Google’s new flagship smartphone, which runs the latest Android 7.0 Nougat operating system, supposedly succumbed to a team of hackers in less than 60 seconds.
At a security conference in Seoul, a group of white-hat hackers known as Qihoo 360 demonstrated an exploit that allowed for remote code execution on the Pixel. They reportedly used a zero-day vulnerability to remotely install code on Google’s much sought after device. Qihoo 360 also took home a $120,000 cash prize for the hack for their effort.
Hackers also showed how they could compromise all aspects of the phone including contacts, photos, messages and phone calls respectively.
According to reports, the team launched Google Play Store and then Google’s mobile version of Chrome on the device using the exploit before displaying a message that read ‘Pwned by 360 Alpha Team’.
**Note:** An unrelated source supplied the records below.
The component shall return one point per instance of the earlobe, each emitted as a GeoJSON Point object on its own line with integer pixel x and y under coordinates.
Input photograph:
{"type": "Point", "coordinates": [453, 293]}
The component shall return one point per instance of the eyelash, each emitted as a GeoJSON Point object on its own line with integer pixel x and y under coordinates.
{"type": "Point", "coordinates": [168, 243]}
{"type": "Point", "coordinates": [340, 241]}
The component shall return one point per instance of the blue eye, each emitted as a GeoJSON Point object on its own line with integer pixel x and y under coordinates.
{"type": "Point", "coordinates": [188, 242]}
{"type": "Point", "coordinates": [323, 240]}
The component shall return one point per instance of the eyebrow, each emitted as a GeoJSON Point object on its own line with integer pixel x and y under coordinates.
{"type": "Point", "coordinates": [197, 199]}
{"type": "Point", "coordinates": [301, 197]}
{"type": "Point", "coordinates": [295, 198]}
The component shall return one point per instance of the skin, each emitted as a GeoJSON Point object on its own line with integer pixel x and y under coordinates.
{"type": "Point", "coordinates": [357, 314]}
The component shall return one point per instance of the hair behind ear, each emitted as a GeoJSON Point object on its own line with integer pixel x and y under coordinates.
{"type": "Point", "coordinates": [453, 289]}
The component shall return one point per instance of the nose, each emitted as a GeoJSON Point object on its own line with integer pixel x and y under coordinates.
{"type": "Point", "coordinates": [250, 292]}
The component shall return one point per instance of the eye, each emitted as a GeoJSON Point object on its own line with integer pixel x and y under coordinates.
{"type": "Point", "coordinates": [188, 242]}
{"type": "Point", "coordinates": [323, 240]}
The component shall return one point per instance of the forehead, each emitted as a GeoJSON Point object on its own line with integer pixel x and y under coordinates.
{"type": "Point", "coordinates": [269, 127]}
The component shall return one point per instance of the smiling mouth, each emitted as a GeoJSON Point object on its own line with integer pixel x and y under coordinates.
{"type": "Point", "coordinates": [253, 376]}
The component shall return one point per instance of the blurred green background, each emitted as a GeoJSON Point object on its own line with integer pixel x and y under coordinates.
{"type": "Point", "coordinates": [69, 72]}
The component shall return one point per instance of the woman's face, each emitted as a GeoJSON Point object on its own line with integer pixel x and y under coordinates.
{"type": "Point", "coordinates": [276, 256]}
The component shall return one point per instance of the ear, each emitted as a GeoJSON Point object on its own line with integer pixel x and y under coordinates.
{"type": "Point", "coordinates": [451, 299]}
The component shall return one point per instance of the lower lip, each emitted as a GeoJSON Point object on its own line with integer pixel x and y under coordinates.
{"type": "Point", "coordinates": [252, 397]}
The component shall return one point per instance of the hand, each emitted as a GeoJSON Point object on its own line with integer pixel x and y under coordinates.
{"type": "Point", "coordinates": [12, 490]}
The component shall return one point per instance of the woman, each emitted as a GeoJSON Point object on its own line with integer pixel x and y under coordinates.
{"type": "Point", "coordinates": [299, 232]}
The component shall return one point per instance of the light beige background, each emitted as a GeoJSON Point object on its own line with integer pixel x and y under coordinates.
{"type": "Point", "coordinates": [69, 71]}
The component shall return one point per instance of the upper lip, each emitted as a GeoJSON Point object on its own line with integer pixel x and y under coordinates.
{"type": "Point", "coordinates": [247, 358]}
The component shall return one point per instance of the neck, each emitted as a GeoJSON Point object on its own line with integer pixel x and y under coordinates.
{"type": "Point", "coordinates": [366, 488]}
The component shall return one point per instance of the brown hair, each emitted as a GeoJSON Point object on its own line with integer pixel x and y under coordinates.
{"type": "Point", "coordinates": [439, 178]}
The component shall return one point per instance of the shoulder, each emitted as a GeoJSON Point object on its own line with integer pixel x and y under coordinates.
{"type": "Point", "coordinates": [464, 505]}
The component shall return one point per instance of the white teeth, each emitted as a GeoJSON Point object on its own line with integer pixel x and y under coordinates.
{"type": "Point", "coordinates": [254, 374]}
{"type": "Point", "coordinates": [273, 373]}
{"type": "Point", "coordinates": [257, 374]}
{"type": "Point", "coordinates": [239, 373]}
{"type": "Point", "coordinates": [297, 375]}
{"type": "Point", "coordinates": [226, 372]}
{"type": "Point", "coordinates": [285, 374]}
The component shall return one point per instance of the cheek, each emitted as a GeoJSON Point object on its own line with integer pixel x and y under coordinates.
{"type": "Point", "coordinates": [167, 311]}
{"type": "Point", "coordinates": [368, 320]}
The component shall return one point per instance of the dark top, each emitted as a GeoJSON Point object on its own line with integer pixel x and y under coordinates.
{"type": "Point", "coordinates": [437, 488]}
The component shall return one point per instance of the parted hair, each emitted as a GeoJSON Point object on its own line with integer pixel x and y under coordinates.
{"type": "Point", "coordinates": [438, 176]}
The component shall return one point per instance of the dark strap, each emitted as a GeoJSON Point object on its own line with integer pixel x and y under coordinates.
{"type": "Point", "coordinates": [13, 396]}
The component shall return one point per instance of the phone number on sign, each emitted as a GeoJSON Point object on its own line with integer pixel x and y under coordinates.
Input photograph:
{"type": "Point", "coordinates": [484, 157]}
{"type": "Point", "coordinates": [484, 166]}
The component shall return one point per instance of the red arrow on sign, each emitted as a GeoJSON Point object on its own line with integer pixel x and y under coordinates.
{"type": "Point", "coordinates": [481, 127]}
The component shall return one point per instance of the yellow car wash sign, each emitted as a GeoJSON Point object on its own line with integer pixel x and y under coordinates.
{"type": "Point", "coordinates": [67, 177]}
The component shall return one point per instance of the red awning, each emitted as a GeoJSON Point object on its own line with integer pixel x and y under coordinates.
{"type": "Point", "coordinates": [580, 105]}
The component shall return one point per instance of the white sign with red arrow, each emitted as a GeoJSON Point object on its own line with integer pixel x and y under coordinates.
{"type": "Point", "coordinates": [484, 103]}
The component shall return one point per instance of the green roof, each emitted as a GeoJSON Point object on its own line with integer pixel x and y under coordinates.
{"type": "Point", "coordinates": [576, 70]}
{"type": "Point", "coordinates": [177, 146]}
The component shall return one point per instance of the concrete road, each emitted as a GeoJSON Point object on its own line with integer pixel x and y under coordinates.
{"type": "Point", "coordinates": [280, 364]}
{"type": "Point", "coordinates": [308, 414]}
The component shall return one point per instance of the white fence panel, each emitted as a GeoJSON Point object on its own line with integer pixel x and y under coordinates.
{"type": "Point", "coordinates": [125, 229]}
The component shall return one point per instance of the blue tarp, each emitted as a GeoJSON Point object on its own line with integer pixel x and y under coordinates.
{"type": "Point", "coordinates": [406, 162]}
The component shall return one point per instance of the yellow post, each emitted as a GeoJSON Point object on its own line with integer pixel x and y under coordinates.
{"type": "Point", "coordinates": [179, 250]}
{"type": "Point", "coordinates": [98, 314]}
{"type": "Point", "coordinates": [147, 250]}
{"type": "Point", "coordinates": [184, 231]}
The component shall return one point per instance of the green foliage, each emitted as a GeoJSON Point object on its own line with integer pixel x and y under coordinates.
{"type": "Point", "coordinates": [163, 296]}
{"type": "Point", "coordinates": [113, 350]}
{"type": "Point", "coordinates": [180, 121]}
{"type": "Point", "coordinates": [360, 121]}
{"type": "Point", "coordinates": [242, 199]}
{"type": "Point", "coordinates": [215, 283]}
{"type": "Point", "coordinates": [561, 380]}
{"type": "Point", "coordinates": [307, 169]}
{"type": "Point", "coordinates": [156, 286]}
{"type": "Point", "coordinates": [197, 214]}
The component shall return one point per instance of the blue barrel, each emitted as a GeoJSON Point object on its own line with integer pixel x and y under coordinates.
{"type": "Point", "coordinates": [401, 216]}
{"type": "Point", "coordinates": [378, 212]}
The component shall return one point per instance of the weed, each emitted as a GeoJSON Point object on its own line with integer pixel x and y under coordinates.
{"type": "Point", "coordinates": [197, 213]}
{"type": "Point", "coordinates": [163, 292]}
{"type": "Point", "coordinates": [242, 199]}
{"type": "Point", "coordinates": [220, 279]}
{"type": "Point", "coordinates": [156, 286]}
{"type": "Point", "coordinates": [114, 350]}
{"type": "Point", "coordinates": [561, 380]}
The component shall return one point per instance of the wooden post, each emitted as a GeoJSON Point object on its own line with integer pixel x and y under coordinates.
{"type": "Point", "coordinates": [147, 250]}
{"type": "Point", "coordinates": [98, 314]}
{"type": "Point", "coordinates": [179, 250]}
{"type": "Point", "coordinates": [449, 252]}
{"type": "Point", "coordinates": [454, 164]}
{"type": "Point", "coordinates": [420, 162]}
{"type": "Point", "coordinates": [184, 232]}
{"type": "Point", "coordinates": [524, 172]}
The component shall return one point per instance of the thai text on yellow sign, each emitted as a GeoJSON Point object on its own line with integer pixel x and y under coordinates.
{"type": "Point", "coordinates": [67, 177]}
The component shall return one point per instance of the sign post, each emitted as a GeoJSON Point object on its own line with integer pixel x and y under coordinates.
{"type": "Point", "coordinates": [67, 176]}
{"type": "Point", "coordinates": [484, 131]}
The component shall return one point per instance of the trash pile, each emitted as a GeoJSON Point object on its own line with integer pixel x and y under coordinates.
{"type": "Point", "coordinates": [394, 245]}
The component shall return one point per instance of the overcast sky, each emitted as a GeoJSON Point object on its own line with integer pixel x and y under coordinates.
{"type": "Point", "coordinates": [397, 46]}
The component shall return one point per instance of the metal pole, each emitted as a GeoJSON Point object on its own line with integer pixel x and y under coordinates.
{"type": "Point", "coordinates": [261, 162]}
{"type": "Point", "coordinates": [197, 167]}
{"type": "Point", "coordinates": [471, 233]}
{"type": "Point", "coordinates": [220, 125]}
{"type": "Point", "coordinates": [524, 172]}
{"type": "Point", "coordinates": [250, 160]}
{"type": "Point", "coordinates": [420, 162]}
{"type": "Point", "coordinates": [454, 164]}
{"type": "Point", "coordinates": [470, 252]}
Sadly, this is the second time the handset has been shown to be vulnerable to remote code execution. Earlier, a report pointed out that Android Nougat actually makes it easier to brute force encryption passwords than previous versions of the platform. Google is now working on a patch for both these issues.
The team of hackers also won another $120,000 for breaching Flash in less than 4 seconds while the Pangu Team nabbed $80,000 for breaking through Safari running on MacOS Sierra with a privilege escalation vulnerability that took 20 seconds.
With this level of apparent vulnerability for even the most high end devices, it pays to remember: always keep your devices updated and patched with the latest updates.